Toshiba Develops World's First 260,000-Color Polymer Organic Light Emitting Display

30 May, 2001


Company to reinforce display product line up

Tokyo--Toshiba Corporation today announced that it has developed the world's first prototype of a full-color polymer organic light emitting display (OLED), a 2.85-inch display supporting 260,000 colors in Q-CIF format and a 64-level (6-bit) gray scale. The breakthrough display was achieved by development of technology for forming a light-emitting polymer film on a low temperature polysilicon thin film transistor (TFT) array. The company expect to commercialize OLED in April 2002.

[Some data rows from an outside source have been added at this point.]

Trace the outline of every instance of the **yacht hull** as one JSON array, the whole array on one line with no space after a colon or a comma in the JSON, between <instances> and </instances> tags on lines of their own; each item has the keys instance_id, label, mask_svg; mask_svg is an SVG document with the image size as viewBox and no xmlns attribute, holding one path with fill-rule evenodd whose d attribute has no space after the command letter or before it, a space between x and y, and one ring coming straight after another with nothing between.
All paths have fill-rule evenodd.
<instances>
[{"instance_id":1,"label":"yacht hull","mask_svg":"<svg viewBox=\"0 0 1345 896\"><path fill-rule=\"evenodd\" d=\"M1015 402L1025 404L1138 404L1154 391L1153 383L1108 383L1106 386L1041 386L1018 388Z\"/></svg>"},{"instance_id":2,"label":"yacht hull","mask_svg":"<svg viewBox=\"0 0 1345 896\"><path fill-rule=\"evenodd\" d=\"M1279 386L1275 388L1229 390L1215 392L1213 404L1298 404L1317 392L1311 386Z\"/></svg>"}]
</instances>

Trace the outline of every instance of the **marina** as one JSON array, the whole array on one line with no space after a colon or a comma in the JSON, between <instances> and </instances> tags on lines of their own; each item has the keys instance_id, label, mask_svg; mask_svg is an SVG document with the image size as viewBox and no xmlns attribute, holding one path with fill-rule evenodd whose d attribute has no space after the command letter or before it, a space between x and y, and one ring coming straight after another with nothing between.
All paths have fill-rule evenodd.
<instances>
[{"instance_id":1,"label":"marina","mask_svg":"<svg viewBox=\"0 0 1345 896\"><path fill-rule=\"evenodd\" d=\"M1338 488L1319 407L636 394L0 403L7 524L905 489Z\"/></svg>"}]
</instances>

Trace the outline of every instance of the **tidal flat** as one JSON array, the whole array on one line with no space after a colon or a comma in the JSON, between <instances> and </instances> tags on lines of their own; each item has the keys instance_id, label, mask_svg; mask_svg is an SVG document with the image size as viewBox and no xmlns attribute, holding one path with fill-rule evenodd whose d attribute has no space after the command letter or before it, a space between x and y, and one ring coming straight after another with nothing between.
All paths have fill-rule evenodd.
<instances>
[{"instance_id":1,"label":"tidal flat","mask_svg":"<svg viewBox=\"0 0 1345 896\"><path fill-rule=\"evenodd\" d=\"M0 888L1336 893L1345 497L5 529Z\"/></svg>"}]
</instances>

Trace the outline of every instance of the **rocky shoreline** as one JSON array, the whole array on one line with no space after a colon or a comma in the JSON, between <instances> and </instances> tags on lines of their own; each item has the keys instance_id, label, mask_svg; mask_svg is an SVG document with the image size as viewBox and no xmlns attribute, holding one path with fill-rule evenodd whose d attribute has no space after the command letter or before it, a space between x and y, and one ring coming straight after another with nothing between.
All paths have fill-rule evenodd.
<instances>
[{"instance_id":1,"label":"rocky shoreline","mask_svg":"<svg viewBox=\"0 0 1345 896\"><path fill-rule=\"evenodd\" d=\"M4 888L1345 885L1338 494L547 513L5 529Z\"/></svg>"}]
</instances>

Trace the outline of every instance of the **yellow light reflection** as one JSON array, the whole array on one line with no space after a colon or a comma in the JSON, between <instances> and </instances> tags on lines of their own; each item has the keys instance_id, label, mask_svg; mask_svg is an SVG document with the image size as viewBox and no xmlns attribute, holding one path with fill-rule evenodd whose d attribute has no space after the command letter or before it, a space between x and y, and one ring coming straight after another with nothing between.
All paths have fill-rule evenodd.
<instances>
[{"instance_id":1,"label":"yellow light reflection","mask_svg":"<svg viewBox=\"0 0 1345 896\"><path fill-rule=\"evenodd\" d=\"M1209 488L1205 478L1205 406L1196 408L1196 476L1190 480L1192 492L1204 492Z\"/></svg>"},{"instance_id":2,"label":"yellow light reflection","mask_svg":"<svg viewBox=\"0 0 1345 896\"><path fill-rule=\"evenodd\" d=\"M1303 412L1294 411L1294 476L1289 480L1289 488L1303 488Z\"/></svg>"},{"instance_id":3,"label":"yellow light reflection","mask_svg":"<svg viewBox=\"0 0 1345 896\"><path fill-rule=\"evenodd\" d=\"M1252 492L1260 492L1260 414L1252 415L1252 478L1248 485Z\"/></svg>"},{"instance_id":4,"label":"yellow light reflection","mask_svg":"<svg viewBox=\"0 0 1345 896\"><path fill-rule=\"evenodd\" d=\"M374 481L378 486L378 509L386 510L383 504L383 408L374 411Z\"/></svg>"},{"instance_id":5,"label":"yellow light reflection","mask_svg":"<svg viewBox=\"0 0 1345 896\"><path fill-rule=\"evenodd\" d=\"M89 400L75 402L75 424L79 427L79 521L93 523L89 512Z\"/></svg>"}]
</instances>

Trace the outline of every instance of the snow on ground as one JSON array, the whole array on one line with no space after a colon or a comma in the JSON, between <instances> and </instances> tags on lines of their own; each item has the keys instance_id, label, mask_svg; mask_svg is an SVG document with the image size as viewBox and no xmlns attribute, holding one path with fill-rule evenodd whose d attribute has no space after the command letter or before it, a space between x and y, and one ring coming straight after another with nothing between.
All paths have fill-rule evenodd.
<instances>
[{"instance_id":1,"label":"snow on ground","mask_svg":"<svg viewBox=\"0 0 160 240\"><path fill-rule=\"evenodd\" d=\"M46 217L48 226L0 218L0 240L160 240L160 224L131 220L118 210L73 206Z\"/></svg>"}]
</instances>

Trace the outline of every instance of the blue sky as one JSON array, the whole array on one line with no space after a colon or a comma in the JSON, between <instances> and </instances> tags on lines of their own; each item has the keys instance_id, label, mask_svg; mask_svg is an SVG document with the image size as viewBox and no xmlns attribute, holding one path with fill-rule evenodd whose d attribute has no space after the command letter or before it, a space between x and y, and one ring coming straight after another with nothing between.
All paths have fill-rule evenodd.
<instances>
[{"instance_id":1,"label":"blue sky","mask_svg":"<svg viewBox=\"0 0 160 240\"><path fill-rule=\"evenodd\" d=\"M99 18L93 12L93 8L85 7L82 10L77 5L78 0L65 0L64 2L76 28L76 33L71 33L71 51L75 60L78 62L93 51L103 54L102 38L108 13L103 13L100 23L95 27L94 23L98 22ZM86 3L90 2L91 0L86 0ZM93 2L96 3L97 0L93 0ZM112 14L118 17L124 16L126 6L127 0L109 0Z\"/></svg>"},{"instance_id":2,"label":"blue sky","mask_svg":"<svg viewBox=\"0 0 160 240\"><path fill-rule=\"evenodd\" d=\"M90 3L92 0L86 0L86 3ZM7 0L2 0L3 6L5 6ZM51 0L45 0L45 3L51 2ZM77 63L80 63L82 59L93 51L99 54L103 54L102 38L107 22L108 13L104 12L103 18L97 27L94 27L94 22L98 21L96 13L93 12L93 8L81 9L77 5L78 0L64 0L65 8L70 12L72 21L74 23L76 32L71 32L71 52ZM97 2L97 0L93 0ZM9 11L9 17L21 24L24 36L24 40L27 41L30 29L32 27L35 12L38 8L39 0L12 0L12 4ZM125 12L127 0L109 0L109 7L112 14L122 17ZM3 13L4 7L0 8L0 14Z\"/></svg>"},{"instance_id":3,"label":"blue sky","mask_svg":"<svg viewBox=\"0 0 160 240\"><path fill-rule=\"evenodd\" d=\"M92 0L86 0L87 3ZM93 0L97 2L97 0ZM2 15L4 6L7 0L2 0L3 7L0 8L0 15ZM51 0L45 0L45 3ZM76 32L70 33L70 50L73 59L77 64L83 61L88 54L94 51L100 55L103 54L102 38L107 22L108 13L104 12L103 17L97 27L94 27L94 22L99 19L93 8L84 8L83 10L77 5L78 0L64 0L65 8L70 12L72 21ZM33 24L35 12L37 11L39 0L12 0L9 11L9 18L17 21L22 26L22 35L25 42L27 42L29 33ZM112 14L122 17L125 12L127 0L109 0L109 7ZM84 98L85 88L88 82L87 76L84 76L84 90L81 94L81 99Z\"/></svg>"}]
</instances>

An OLED displays data via an organic light-emitting diode in the pixels formed on a TFT array. The display itself emits light and has no need of the backlight required by LCDs, opening the way to thinner, lighter display panels that consume less power. OLEDs also offer the faster response time required for motion pictures and support a wider viewing angle.

Toshiba developed its prototype display by combining a breakthrough in the OLED manufacturing process with technologies it developed in pioneering low-temperature polysilicon TFT LCDs.

All OLEDs commercialized to date are mono-color or area-color, and use small molecules in the light-emitting organic film rather than polymers. They require vacuum-evaporation technology in the production process, which is unsuitable for the fabrication of large-sized, high-resolution displays on a large mother glass substrate, as required in the TFT production process. Toshiba has overcome these limitations with the development of new ink-jet printing and solvent-material technologies for depositing a polymer film. Both advances can be applied to the achievement of high resolution displays and efficient mass production without any need for a vacuum environment.

Like LCDs, OLEDs fall into two broad categories, passive-matrix and active-matrix displays. A large-sized, full color OLED requires an active matrix driver in respect of panel lifetime, power consumption and picture quality. The high level of carrier mobility required for driving OLED in the active matrix TFTs can be realized only by polysilicon, not by amorphous silicon. Toshiba established such technology in the process of becoming the world's first manufacturer of low temperature polysilicon TFT LCDs, and has transferred it to the OLED.

Toshiba expects to start production of OLEDs in fiscal 2002. Production will initially target cellular phones and small- and medium-sized PDAs, and then medium- and large-sized displays, including high-end portable PCs that requires higher resolution and a gradation surpassing a 64-gray scale.

Toshiba's OLED will be exhibited at the Society for Information Display (SID) 2001 at San Jose, California, from June 5 to 7, 2001.